Total proteomics sample preparation

The saved flowthrough was dried down using the speed vacuum, resuspended in 500 uL of 5% formic acid, and a Sep-Pak C18 cartridge (Waters) was used to desalt the sample. The flowthrough sample was dried down completely in speed vacuum after desalting. The flowthrough sample was resuspended and neutralized in 1 mL of 10 mM ammonium bicarbonate/90% acetonitrile and dried down completely in speed vacuum again. Sample was resuspended in 115 uL 10 mM ammonium bicarbonate and 5% acetonitrile and 110 uL were transferred to a sample vial. High-pH Reverse-Phase HPLC Fractionation was performed on the flowthrough sample using an Agilent 1200 HPLC system. After HPLC fractionation140, fractions were dried down in speed-vac, resuspended in 100 uL of 5% formic acid, and cleaned via C18 stage tip. Elution from each stage tipped fraction was placed in a MS insert vial and dried down in vial. Fractions were then resuspended in 5 uL of 2% formic acid 5% acetonitrile within the MS insert vial.

Mass spectrometry data acquisition

Proteomics

All analyses were performed using an Orbitrap Eclipse Tribrid Mass Spectrometer (Thermo Fisher Scientific) in-line with an Easy-nLC 1200 autosampler (Thermo Fisher Scientific).
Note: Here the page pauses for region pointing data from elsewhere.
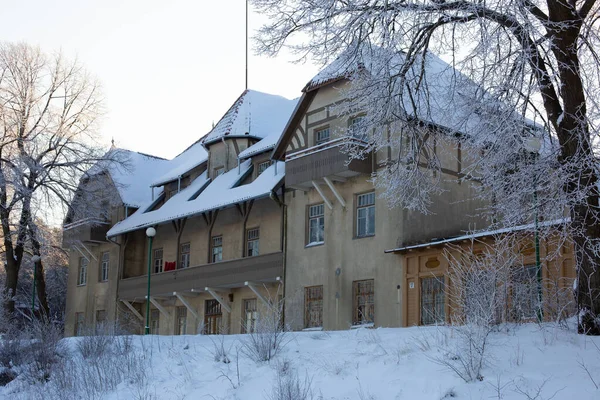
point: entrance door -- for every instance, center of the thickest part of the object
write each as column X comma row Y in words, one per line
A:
column 212, row 317
column 432, row 301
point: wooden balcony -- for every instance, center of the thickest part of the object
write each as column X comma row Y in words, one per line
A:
column 224, row 274
column 89, row 230
column 324, row 160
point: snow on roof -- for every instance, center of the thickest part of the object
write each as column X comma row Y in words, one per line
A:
column 132, row 173
column 189, row 159
column 222, row 192
column 480, row 234
column 254, row 114
column 442, row 95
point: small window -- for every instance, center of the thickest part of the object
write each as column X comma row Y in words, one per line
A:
column 181, row 320
column 262, row 167
column 82, row 272
column 158, row 261
column 313, row 307
column 250, row 315
column 365, row 214
column 364, row 302
column 316, row 224
column 252, row 245
column 79, row 321
column 217, row 248
column 154, row 321
column 185, row 255
column 322, row 136
column 104, row 266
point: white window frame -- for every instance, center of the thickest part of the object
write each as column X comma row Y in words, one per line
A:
column 252, row 242
column 316, row 212
column 365, row 203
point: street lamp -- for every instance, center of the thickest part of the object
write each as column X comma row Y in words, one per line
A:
column 533, row 145
column 150, row 232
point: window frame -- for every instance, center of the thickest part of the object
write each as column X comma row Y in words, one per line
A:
column 82, row 271
column 358, row 208
column 213, row 247
column 253, row 240
column 161, row 267
column 183, row 254
column 104, row 266
column 309, row 209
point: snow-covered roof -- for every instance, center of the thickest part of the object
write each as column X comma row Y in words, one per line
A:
column 224, row 191
column 254, row 114
column 189, row 159
column 132, row 174
column 481, row 234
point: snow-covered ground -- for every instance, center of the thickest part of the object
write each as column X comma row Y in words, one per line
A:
column 524, row 362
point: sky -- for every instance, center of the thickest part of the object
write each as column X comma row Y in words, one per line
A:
column 168, row 69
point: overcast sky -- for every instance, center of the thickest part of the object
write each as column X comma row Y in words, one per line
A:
column 168, row 68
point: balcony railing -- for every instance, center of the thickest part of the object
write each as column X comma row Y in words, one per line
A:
column 88, row 230
column 225, row 274
column 325, row 160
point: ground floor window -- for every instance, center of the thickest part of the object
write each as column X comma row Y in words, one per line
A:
column 212, row 317
column 250, row 315
column 180, row 329
column 79, row 321
column 313, row 307
column 432, row 301
column 154, row 321
column 364, row 302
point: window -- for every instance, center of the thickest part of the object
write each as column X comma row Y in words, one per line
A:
column 262, row 167
column 212, row 317
column 252, row 238
column 217, row 248
column 365, row 214
column 154, row 321
column 180, row 329
column 104, row 266
column 322, row 136
column 316, row 224
column 357, row 128
column 185, row 255
column 82, row 273
column 364, row 302
column 158, row 261
column 250, row 314
column 432, row 301
column 79, row 321
column 313, row 307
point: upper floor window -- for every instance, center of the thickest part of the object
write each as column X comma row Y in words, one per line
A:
column 158, row 261
column 104, row 266
column 322, row 136
column 217, row 248
column 185, row 255
column 252, row 245
column 82, row 272
column 365, row 214
column 262, row 167
column 316, row 224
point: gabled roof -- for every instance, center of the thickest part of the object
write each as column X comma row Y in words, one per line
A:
column 205, row 195
column 132, row 173
column 189, row 159
column 254, row 114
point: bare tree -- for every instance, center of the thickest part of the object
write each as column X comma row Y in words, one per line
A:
column 49, row 110
column 527, row 68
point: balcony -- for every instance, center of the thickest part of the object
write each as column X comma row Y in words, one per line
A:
column 225, row 274
column 324, row 160
column 88, row 230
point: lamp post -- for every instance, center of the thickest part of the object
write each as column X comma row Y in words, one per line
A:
column 533, row 145
column 150, row 232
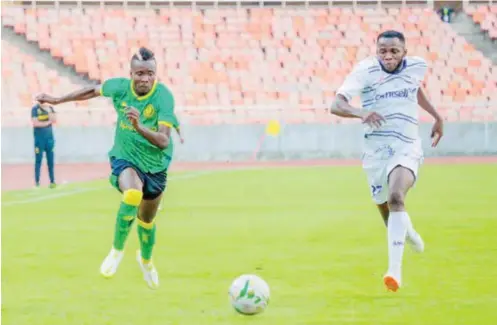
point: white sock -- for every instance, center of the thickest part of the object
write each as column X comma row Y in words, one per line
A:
column 398, row 222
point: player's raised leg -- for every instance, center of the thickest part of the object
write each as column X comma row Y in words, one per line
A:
column 131, row 186
column 49, row 149
column 384, row 212
column 38, row 161
column 146, row 234
column 413, row 238
column 400, row 180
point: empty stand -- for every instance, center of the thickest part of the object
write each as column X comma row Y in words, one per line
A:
column 486, row 17
column 252, row 64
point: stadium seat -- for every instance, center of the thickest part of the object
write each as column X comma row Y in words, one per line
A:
column 252, row 60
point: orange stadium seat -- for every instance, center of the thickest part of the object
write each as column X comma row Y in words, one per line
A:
column 240, row 64
column 486, row 17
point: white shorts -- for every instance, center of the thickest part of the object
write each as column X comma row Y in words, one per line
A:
column 378, row 170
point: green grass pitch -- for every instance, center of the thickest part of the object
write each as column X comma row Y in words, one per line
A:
column 312, row 233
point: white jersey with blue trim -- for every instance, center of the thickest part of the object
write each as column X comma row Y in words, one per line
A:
column 392, row 95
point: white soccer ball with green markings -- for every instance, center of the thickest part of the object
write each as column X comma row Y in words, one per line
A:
column 249, row 294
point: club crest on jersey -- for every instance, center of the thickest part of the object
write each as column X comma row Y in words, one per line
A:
column 149, row 111
column 404, row 93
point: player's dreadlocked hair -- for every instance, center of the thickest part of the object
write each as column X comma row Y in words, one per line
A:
column 392, row 34
column 143, row 54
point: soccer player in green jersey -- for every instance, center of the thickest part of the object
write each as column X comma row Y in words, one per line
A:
column 140, row 156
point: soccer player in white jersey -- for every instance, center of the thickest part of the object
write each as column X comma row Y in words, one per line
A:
column 389, row 87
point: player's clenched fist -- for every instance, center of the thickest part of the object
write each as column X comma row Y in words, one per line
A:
column 133, row 116
column 373, row 119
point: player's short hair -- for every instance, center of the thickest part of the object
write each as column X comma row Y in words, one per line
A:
column 143, row 54
column 392, row 34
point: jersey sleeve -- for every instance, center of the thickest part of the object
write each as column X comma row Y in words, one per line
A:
column 34, row 111
column 354, row 83
column 166, row 112
column 113, row 87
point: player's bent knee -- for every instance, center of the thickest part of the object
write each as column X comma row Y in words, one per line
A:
column 396, row 199
column 132, row 197
column 146, row 225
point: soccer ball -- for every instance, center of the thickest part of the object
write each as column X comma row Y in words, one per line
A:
column 249, row 294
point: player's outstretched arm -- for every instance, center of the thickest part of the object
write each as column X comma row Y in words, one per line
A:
column 85, row 93
column 342, row 108
column 437, row 130
column 158, row 138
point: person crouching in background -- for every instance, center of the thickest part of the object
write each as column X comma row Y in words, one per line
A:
column 43, row 117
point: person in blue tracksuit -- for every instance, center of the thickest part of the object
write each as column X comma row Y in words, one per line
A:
column 42, row 117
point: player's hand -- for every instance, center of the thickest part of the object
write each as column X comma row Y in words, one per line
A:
column 133, row 116
column 44, row 98
column 437, row 132
column 373, row 119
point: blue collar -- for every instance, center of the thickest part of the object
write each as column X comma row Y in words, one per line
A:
column 399, row 68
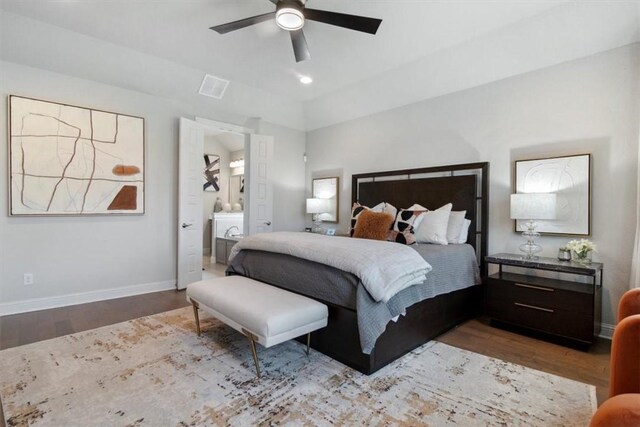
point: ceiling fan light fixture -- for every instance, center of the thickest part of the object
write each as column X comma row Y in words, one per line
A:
column 289, row 15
The peptides underwent separation using a 15 cm-long C18 column with a 75 μm inner diameter, with a particle size of 1.7 μm (IonOpticks). Each fraction collected from the off-line fractionation was analyzed using a 90 min gradient of 2% to 26% acetonitrile in 0.125% formic acid with a flow rate of 500 nl/min. The MS1 resolution was set to 120,000 with a scan range of 400-2000 m/z, a normalized automatic gain control (AGC) target of 200%, and a maximum injection time of 50 ms. The FAIMS voltage was cycled between activated at a constant compensation voltages (CV) of −40 V, −60, and −80 V. MS2 scans were collected with an AGC target of 200%, maximum injection time of 50 ms, isolation window of 0.5 m/z, CID collision energy of 35% (10ms activation time), and “Rapid” scan rate. SPS-MS3141 scans were triggered based on the real-time search (RTS) filter35. Briefly, RTS was run by searching species specific Uniprot protein databases (downloaded 04/2023) for mouse (taxid: 10090) and human (taxid: 9606) with static modifications for carbamidomethylation (57.0215) on cysteines and TMTpro acylation (304.2071) on peptide N-termini and lysines; variable modification of oxidation (15.9949) on methionines, one missed cleavage, a maximum of three variable modifications per peptide. Scan parameters of the SPS-MS3 were set to collect data on 10 SPS ions at a resolution of 50,000, AGC target of 400%, maximum injection time of 150 ms, and HCD normalized collision energy of 45%.

Phosphoproteomics

Duplicate injections (4 μL) were analyzed on an Orbitrap Eclipse Tribrid Mass Spectrometer (Thermo Fisher Scientific) along with an Easy-nLC 1200 autosampler (Thermo Fisher Scientific). The peptides underwent separation using a 15 cm-long C18 column with a 75 μm inner diameter, with a particle size of 1.7 μm (IonOpticks). Each fraction was analyzed using a 90 min gradient of 2% to 26% acetonitrile in 0.125% formic acid with a flow rate of 400 nl/min. The MS1 scan resolution was set to 120,000 with a scan range of 400-1800 m/z, a normalized AGC target of 200%, and a maximum injection time of 50 ms. The FAIMS voltage was cycled between compensation voltages of −40, −60, and −80 V. MS2 scans were collected with an AGC target of 250%, maximum injection time of 35 ms, isolation window of 0.5 m/z, CID-Multistage Activation (MSA) collision energy of 35% (10ms activation time) with additional activation of the neutral loss mass of n-97.9763, and “Rapid” scan rate. For SPS-MS3 scans141 a resolution of 50,000, AGC target of 300%, maximum injection time of 86 ms, and HCD normalized collision energy of 45%.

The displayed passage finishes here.